C’est dans ce contexte que le président Zelensky a pris un décret, le 28 juillet 2023, qui transfère le jour férié de Noël au 25 décembre, tout en changeant la date de deux autres fêtes civiques associées à l’héritage russe 7. Dans un même élan, l’Église orthodoxe d’Ukraine a adopté le calendrier julien rénové de Milanković comme calendrier liturgique ; il en a été de même début 2023 pour l’Église gréco-catholique ukrainienne, unie à Rome mais jusque-là autorisée à garder ses particularismes calendaires. Au-delà des questions liturgiques, pour de larges pans de la société ukrainienne, fêter Noël le 25 décembre, c’est montrer que l’on se rapproche de l’Occident qui, dans bien des esprits, est associé à la modernisation ; c’est mettre fin à un exceptionnalisme qui a souvent été perçu comme un atavisme. Le changement officiel a d’ailleurs été précédé de transformations informelles : dès le 25 décembre 2022, de nombreux Ukrainiens ont célébré Noël en même temps que leurs alliés d’Europe centrale et occidentale.

Sources
  1. Selon certains, une attestation indirecte de la célébration de la Nativité un 25 décembre se trouverait même dès 204, dans un commentaire de l’évêque Hippolyte de Rome.
  2. Il semble qu’aux origines du calendrier romain ancien, le début de l’année ait précisément été fixé au 1er janvier car c’était alors le jour qui suivait immédiatement le solstice d’hiver ; quelques siècles plus tard, le jour suivant le solstice d’hiver coïncidait plutôt avec le 25 décembre.
  3. Le Parlement puritain, puis le régime cromwellien, sous l’influence des radicals littéralistes pour qui toute fête qui n’est pas attestée dans l’Écriture est à proscrire, suppriment en effet la fête de Noël par un acte de 1645, réitéré en 1647.
  4. Elle est fêtée le 8 mai dans les pays occidentaux, le 9 dans les anciens pays de l’Union soviétique : au moment de la signature de la capitulation à Berlin le 8 mai 1945 à 23h16, du fait du décalage horaire, à l’heure de Moscou, il s’agissait déjà du 9 mai.
  5. En revanche, elles gardent l’ancien mode de calcul de la date de Pâques, autrement plus complexe, car fondé sur le calendrier lunaire : c’est d’ailleurs à Pâques que le décalage entre les fêtes catholique et orthodoxe peut être le plus prononcé, pouvant atteindre 5 semaines.
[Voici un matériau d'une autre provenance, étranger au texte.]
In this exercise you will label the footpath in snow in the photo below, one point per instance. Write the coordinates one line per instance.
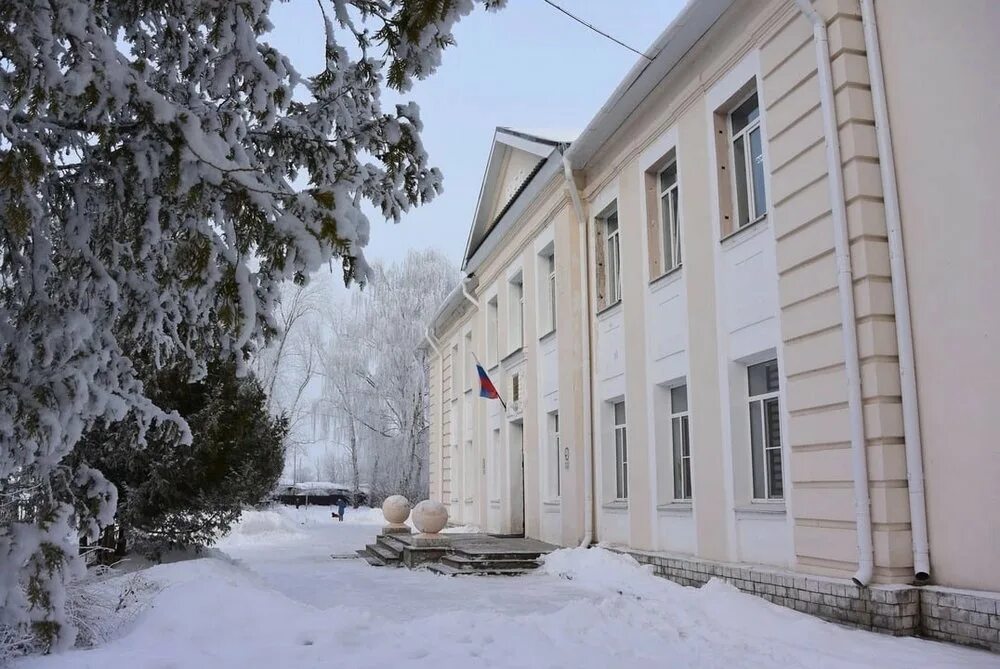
(271, 596)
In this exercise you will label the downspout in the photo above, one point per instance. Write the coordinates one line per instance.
(465, 291)
(900, 298)
(430, 340)
(845, 290)
(588, 432)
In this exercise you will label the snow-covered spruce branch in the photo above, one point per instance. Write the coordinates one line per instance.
(147, 218)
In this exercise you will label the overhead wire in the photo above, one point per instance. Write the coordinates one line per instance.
(595, 29)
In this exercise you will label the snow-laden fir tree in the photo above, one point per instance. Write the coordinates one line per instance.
(374, 375)
(162, 169)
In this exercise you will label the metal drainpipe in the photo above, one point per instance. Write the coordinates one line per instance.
(588, 413)
(430, 340)
(900, 298)
(845, 289)
(465, 292)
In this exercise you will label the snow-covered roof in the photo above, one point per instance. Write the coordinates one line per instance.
(669, 48)
(515, 159)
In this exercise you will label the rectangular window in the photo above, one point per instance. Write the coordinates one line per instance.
(765, 430)
(747, 159)
(621, 452)
(470, 367)
(550, 303)
(495, 466)
(681, 437)
(613, 245)
(469, 468)
(456, 373)
(555, 461)
(670, 217)
(492, 333)
(515, 305)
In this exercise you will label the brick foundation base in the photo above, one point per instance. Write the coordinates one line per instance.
(940, 613)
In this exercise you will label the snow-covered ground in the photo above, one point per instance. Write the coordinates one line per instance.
(272, 596)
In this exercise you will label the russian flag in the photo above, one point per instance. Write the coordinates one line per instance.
(486, 387)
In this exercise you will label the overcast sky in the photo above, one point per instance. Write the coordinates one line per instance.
(528, 67)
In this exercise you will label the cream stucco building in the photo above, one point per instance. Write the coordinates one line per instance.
(746, 322)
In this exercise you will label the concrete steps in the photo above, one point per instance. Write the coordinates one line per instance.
(457, 554)
(447, 570)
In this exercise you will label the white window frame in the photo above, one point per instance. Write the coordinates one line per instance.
(620, 434)
(470, 363)
(744, 135)
(555, 479)
(612, 244)
(492, 332)
(550, 265)
(682, 474)
(469, 469)
(515, 307)
(670, 232)
(763, 400)
(496, 439)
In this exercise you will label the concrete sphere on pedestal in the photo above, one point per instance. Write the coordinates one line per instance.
(396, 509)
(430, 517)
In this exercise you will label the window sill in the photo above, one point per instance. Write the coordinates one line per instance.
(756, 225)
(609, 309)
(513, 357)
(667, 277)
(678, 508)
(770, 509)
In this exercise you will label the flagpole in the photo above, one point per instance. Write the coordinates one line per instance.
(499, 397)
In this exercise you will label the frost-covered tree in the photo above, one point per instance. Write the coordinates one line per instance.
(162, 169)
(375, 379)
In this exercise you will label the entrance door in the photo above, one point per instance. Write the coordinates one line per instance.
(517, 478)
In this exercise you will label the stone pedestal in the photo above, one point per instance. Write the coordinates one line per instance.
(396, 528)
(424, 540)
(430, 517)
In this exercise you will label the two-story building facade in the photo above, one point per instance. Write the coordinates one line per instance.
(743, 322)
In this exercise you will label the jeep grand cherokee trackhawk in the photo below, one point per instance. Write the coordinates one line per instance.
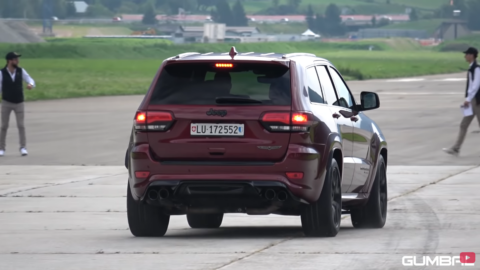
(254, 133)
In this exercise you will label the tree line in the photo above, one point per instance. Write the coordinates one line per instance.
(329, 24)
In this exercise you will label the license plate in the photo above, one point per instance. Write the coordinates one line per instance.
(198, 129)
  6. Ce décalage de même amplitude se retrouve dans les calendriers liturgiques d’Églises chrétiennes orientales qui n’appartiennent pas au monde orthodoxe : c’est le cas du calendrier alexandrin des coptes d’Égypte, et du calendrier propre de l’Église orientale éthiopienne.
  7. La journée de l’État ukrainien (qui commémore la christianisation de la Rus’ de Kiev) est transférée du 28 au 15 juillet, et la Journée de défense de la patrie passe du 14 au 1er octobre.